Konferensi Internasional BK UNESA 2025 Hadirkan Empat Pakar Dunia Bahas Masa Depan Konseling

fip.unesa.ac.id, SURABAYA—Fakultas Ilmu Pendidikan Universitas Negeri Surabaya (FIP UNESA) sukses menyelenggarakan 3rd International Conference on Guidance and Counseling 2025, pada Kamis-Jumat, 18-19 September 2025 di Auditorium O1 lt. 2, FIP UNESA.

Kegiatan ini menghadirkan empat pakar bimbingan dan konseling (BK) dari dalam maupun luar negeri. Konferensi menjadi ruang strategis untuk menegaskan peran konseling dalam menjawab tantangan global, sosial, hingga psikologis masa kini.

Pada hari pertama, Prof. Mochamad Nursalim, M.Si. selaku Dekan FIP UNESA membuka konferensi dengan paparan berjudul “Prospective Vision of School Counseling in Indonesia”. Ia menyoroti isu krisis kesehatan mental remaja, rasio konselor-siswa yang belum seimbang, serta stigma bahwa BK hanya ditujukan bagi siswa bermasalah.
“Visi kita bukan sekadar membimbing siswa di sekolah, tetapi membekali mereka dengan kompas untuk menavigasi kehidupan,” tegasnya.

Dilanjutkan oleh Prof.
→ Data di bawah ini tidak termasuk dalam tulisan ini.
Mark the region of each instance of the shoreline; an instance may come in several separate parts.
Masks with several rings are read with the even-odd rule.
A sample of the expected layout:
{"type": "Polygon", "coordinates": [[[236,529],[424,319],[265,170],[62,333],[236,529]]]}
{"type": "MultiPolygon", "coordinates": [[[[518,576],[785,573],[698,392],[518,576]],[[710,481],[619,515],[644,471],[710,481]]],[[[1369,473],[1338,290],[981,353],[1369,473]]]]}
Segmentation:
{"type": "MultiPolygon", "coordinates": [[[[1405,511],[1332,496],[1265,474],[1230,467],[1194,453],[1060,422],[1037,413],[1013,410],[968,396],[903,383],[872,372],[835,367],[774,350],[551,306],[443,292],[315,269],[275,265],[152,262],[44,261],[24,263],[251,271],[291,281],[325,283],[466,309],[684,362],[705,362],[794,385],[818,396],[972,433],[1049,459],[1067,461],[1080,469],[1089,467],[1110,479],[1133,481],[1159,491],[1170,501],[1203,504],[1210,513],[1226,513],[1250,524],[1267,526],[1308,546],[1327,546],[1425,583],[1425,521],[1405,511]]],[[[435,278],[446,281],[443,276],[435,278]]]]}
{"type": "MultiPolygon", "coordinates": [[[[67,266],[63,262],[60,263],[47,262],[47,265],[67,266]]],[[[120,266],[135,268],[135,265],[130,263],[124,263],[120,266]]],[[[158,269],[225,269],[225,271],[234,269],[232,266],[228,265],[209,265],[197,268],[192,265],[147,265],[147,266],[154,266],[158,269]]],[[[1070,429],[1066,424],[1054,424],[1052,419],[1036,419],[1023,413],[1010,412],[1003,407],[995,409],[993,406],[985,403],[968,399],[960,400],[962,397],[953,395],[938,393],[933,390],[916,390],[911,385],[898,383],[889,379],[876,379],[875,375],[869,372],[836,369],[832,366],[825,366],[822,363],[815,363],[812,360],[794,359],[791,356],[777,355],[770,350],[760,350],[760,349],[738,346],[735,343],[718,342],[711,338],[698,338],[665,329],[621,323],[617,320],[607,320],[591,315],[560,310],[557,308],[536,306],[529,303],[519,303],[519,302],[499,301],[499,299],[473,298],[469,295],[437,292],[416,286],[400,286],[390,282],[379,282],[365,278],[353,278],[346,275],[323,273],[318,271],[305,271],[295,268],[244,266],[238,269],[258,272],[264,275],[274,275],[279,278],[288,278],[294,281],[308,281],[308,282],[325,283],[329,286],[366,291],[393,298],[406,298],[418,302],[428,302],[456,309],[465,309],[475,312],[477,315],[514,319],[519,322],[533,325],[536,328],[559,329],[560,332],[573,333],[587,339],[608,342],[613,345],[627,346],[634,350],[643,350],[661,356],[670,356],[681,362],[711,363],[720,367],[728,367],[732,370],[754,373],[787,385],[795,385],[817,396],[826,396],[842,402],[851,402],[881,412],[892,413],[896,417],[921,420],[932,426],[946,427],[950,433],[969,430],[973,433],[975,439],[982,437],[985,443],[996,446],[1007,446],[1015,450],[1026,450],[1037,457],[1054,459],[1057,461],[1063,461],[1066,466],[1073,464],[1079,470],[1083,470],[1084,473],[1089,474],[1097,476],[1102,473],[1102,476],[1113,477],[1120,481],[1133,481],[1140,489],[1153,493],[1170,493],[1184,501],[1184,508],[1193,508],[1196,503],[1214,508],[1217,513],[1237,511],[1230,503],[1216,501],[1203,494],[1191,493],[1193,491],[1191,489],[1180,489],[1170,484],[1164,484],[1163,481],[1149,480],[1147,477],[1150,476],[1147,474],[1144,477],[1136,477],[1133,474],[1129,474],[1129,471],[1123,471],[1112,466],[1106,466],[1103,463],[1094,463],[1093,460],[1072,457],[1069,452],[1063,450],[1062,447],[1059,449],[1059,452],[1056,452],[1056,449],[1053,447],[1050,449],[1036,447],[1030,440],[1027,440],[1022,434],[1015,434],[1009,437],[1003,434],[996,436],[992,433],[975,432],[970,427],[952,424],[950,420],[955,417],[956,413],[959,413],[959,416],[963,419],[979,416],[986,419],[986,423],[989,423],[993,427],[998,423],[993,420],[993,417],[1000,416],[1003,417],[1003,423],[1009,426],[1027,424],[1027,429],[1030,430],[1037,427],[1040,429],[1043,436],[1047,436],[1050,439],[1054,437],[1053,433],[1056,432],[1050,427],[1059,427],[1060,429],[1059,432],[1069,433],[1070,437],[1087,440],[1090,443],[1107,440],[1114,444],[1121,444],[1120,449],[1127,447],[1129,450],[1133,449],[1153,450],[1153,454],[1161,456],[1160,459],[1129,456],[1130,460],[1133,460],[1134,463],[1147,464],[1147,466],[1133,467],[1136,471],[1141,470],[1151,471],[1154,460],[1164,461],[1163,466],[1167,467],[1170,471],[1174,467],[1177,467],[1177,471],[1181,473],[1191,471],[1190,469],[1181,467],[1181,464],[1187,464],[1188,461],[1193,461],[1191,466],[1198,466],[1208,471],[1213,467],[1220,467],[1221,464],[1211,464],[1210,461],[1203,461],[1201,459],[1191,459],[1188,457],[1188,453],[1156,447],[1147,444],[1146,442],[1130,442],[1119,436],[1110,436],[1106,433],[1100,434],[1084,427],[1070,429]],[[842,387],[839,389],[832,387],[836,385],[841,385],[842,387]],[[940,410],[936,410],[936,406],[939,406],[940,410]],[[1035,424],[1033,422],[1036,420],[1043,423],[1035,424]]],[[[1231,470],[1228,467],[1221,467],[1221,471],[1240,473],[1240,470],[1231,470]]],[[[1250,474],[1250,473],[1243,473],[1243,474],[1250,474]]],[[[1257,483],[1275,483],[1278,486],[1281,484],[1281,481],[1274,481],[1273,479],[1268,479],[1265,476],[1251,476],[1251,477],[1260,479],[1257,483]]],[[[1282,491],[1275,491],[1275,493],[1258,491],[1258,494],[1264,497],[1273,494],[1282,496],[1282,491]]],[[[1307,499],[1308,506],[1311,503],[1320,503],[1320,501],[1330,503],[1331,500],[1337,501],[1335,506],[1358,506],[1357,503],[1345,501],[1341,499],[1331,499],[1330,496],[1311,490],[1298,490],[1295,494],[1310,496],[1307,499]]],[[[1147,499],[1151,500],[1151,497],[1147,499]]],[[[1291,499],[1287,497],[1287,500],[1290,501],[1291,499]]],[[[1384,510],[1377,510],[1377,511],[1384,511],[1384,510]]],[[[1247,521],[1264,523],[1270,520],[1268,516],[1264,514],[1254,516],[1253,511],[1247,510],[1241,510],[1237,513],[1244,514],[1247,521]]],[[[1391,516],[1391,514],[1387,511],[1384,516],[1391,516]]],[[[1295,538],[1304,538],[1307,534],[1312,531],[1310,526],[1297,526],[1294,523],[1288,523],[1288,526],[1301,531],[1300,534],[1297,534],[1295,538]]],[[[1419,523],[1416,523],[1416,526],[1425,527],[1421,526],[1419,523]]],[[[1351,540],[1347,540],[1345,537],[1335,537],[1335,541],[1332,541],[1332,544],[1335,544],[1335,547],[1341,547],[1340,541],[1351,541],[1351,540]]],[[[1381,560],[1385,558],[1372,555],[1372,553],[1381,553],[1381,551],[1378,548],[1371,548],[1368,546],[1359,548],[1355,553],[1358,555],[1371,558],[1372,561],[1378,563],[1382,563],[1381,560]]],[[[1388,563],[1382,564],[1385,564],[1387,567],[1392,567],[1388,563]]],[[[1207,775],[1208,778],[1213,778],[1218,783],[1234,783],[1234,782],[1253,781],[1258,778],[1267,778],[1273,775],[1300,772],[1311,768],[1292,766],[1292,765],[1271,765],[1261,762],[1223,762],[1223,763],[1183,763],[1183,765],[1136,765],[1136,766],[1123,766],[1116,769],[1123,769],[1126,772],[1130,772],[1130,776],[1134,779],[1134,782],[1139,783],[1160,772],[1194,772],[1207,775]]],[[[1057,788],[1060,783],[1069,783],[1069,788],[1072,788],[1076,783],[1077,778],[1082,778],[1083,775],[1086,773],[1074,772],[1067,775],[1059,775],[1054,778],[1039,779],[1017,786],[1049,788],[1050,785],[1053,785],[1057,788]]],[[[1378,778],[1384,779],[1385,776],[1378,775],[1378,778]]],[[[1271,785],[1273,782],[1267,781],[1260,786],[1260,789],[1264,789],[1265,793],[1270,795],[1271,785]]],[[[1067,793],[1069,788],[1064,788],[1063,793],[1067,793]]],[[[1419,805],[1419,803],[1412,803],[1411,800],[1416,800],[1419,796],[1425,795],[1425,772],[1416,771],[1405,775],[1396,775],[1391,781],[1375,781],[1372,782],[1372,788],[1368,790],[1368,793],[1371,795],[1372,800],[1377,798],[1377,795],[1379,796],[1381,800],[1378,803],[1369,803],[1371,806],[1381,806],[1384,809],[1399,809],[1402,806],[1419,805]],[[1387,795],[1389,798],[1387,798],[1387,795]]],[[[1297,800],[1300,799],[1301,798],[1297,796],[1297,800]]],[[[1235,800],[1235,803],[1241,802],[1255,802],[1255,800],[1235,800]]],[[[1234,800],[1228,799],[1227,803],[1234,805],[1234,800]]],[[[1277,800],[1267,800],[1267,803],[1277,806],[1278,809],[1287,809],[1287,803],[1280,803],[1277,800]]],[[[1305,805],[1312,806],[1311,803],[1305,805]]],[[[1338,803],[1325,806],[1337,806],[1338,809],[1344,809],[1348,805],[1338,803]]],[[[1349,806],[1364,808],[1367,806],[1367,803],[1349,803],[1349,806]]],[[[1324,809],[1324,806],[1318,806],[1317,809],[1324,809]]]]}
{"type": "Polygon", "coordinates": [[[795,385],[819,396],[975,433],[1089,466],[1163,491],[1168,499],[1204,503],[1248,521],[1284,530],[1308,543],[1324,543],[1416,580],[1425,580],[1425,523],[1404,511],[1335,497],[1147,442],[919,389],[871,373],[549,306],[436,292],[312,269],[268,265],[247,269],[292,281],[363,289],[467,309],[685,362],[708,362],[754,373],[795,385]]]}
Datuk Dr. Mohd Tajudin Md. Ninggal dari Open University Malaysia, yang menekankan pentingnya konseling berlandaskan keprofesian dan berlisensi agar mampu menjawab tantangan lintas negara. Ia menambahkan, kolaborasi regional sangat diperlukan untuk memperkuat jaringan konselor Asia Tenggara dalam menghadapi isu kesehatan mental global.

Sementara itu, Jacqueline Katen S. Undurraga, Ph.D. dari University of Edinburgh, Inggris, mengusung perspektif dekolonial dalam praktik konseling. Ia mengajak audiens untuk mengkritisi dominasi paradigma konseling Barat dan mendorong integrasi kearifan lokal.
“Dekolonisasi berarti membuka ruang bagi narasi lain, agar konseling lebih relevan dengan konteks budaya tempat ia diterapkan,” jelasnya.

Konferensi ditutup oleh Dr. Laura Anne Winter dari University of Manchester dengan keynote “The Personal is Political: Social Justice and Politics in Psychological Therapies”. Ia menegaskan bahwa faktor sosial-politik seperti kemiskinan, diskriminasi, dan ketidakadilan struktural berpengaruh besar pada kesehatan mental.
“Psikologi secara tradisional mengabaikan politik. Ada budaya diam yang menyesakkan, padahal jelas hal itu memengaruhi pekerjaan kita,” ungkapnya.

Dengan hadirnya empat perspektif tersebut, konferensi ini membuka wawasan bahwa konseling tidak hanya berkaitan dengan relasi individu, tetapi juga erat dengan isu sosial, budaya, dan politik yang lebih luas. UNESA menegaskan posisinya sebagai pusat rujukan akademik internasional dalam pengembangan bimbingan konseling yang humanis, inklusif, dan relevan dengan tantangan abad ke-21.